Biografía de San Espiridión de Tremitunte – 14 de diciembre
Gran obispo de los primeros siglos del cristianismo y que defendió la fe ortodoxa ante los herejes.
Historia de San Espiridión de Tremitunte
San Espiridión, venerado obispo y confesor de Cristo, vio la luz en Asquia, Chipre durante la segunda mitad del siglo III alrededor del año 270, fruto de padres devotos. Inició su vida en las montañas como pastor del ganado paterno, inmerso en la simplicidad e inocencia que caracterizaban su juventud. Su fama de santo pastor trascendió en toda la isla y lo llevó a convertirse en uno de los confesores perseguidos por Maximino, un ferviente opositor de los cristianos. Por su fe, Espiridión fue sometido a atroces torturas: le extrajeron el ojo derecho, cortaron el nervio y desjarretaron su pierna izquierda. Posteriormente, lo condenaron al trabajo en las minas.
Este valiente confesor se regocijó por sufrir en nombre de Jesús y perseveró en su destierro y agotadoras labores hasta que, con la muerte del perseguidor, pudo regresar a Chipre durante la época de paz que trajo el reinado de Constantino.
Reincorporándose a su labor como pastor, Espiridión irradió aún más pureza de santidad y edificación tras su confesión. El destino tenía preparada otra senda para él: tras el fallecimiento del obispo de Tremitunte, la aclamación popular y eclesiástica designó a Espiridión como su sucesor. Aunque el humilde pastor resistió inicialmente, fue consagrado obispo tras recibir las sagradas órdenes.
Defensor de la Fé Católica
Su relevancia trascendió las fronteras de Chipre, llevándolo al Concilio de Nicea, donde participó en la condena de Arrio junto a otros trescientos dieciocho prelados. Incluso, la fama de este encuentro llegó a oídos de filósofos gentiles, entre ellos un hábil disputador. Espiridión, con claridad y sencillez, expuso la esencia de la fe cristiana sobre la Trinidad y la redención, dejando perplejo al filósofo, quien finalmente se convirtió al cristianismo.

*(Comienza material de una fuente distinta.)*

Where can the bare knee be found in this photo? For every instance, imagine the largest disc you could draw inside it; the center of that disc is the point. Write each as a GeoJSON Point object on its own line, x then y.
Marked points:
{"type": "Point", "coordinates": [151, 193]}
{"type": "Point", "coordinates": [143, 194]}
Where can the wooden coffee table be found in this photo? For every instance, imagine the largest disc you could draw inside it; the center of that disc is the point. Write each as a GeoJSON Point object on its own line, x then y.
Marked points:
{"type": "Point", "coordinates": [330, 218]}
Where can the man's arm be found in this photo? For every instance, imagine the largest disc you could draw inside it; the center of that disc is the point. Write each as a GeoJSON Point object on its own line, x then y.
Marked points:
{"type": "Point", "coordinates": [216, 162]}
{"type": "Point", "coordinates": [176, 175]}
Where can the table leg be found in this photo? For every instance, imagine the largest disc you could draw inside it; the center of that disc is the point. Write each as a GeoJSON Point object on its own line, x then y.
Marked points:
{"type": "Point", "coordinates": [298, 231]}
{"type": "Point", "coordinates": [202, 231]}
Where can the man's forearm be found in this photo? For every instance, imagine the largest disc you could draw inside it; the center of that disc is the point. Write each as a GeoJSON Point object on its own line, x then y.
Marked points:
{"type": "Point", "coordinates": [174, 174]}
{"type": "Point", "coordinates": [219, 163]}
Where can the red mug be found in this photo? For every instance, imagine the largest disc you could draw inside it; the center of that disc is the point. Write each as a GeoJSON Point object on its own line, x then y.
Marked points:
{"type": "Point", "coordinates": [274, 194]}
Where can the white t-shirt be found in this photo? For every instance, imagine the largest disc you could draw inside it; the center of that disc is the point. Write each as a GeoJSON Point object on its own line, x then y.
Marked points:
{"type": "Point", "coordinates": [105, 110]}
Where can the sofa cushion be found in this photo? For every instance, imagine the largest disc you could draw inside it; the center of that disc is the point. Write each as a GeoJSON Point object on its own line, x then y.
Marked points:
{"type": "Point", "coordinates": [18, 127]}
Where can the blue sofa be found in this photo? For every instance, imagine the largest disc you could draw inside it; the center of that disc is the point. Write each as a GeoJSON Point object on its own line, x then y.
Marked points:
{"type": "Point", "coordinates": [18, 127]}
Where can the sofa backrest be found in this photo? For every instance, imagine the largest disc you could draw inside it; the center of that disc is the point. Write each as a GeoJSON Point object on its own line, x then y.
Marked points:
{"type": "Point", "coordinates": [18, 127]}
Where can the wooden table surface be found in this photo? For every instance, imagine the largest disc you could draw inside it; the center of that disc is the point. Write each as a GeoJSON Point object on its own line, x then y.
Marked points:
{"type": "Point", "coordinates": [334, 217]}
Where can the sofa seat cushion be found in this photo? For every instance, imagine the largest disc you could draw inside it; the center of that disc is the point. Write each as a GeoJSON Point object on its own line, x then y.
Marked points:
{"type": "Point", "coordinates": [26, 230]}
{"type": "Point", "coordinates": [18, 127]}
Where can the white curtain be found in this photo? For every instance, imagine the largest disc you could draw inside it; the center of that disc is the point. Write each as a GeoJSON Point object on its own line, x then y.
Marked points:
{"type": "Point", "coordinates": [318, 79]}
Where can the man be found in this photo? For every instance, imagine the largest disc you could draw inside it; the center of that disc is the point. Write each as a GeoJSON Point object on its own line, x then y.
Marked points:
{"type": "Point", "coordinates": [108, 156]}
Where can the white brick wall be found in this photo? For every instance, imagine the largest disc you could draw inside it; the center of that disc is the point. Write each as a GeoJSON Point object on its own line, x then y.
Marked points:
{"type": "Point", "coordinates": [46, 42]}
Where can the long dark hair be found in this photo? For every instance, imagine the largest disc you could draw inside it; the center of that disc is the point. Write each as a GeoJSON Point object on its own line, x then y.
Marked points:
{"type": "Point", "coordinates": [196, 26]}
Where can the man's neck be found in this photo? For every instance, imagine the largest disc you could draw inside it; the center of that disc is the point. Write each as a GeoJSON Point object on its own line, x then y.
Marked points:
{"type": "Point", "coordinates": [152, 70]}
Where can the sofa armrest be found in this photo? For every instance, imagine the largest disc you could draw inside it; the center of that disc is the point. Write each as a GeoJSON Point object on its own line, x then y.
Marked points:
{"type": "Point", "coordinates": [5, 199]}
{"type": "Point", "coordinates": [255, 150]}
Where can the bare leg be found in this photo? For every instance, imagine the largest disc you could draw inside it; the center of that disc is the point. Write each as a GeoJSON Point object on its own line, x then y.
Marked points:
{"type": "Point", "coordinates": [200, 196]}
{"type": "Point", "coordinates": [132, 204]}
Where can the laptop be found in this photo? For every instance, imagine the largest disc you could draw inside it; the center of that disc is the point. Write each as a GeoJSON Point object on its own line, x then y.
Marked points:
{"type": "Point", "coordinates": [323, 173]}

La vida de Espiridión continuó su curso en el Concilio Sardicense, donde defendió la fe católica frente a los arrianos. Luego de transitar la senda de la peregrinación, caracterizada por virtudes y la realización de milagros, el bienaventurado Espíritu entregó su alma al Señor, quien lo había creado para la gloria divina. Su legado perdura como un faro de fe y valentía en la historia de la cristiandad.